Estamos hartos. Cansados, abatidos, frustrados, pesimistas, desesperanzados. Estoy convencida de que un diagnóstico de nuestra salud mental colectiva encendería todas las alarmas. Más todavía la salud mental individual de muchos de nosotros.
Detengámonos un minuto a pensar en todo lo que estamos soportando y hagamos el ejercicio de preguntarnos ¿cuánto más podemos cargar?
Ya nadie quiere dialogar. Recibir insultos o diatribas por ejercer el derecho de pensar es doloroso. Debo reconocer, también, que muchas veces no puedo evitar desacreditar las opiniones ajenas a priori debido, tal vez, a mi agotamiento o a mis propios sesgos.

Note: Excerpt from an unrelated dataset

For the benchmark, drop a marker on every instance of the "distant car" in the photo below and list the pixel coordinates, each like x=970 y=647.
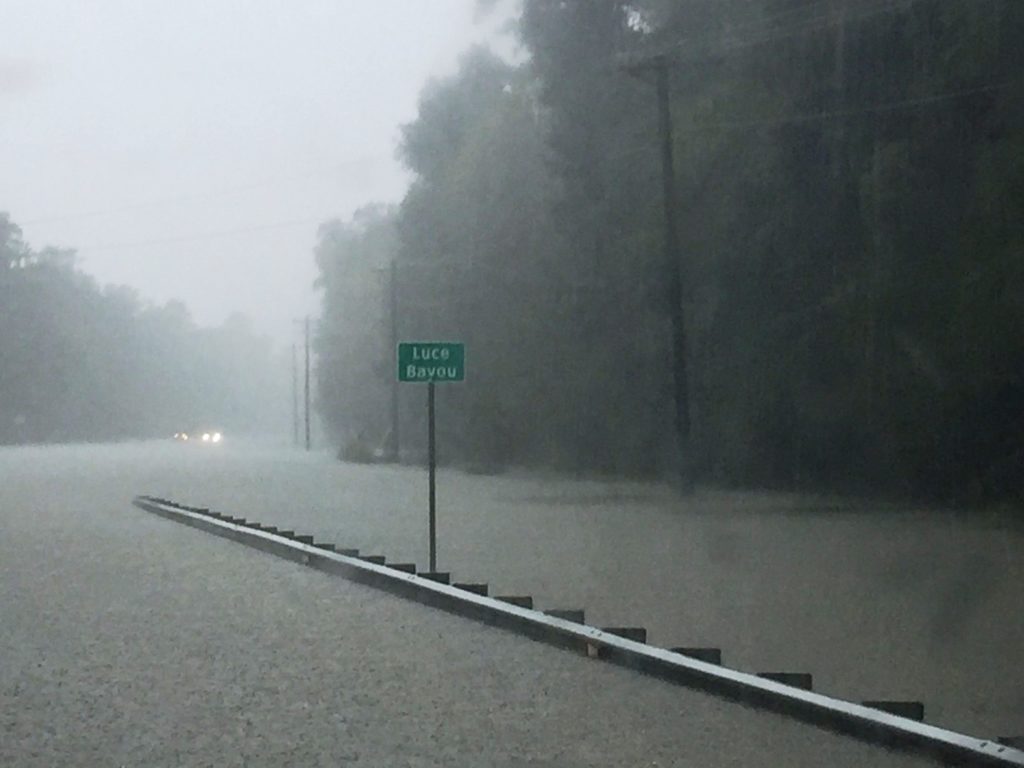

La situación política tiene todas nuestras pasiones exacerbadas, pero ¿nos hemos detenido a pensar en todo lo demás que cada uno de nosotros está cargando? Llevamos más de un año encerrados, privados de abrazar a nuestros padres, a nuestros abuelos, a la gente que más queremos en este mundo. Llevamos más de un año viviendo con miedo, escuchando a unos decir que las vacunas no sirven y a otros alertándonos de más y nuevas cepas mutantes que entrarán en nuestras casas tarde o temprano para, quizás, arrebatarnos a quienes amamos.
La mayoría de nosotros ha perdido al menos a un ser querido y no ha podido recibir ni siquiera un abrazo de soporte de parte de sus amigos o familiares. ¿Qué terapia o actitud positiva puede aliviar ese desconsuelo?
Sumemos la incertidumbre económica. Quienes hemos mantenido nuestro trabajo vivimos con el miedo permanente de perderlo. Quienes perdieron su trabajo tienen que inventar trucos de magia para poder comer, vestirse o pagar el colegio de sus hijos.
¿Hay luz al final del túnel? ¿Podremos reconciliarnos? Me gustaría pensar que sí. Pero nos hace falta también encontrar a nuestro alrededor buenos referentes, voces sensatas y optimistas que nos ayuden a pensar, de manera realista, pero positivamente. Si nosotros mismos no podemos ser esas voces, quizás valdría la pena que nos callemos un minuto y dejar hablar a quienes sí lo son.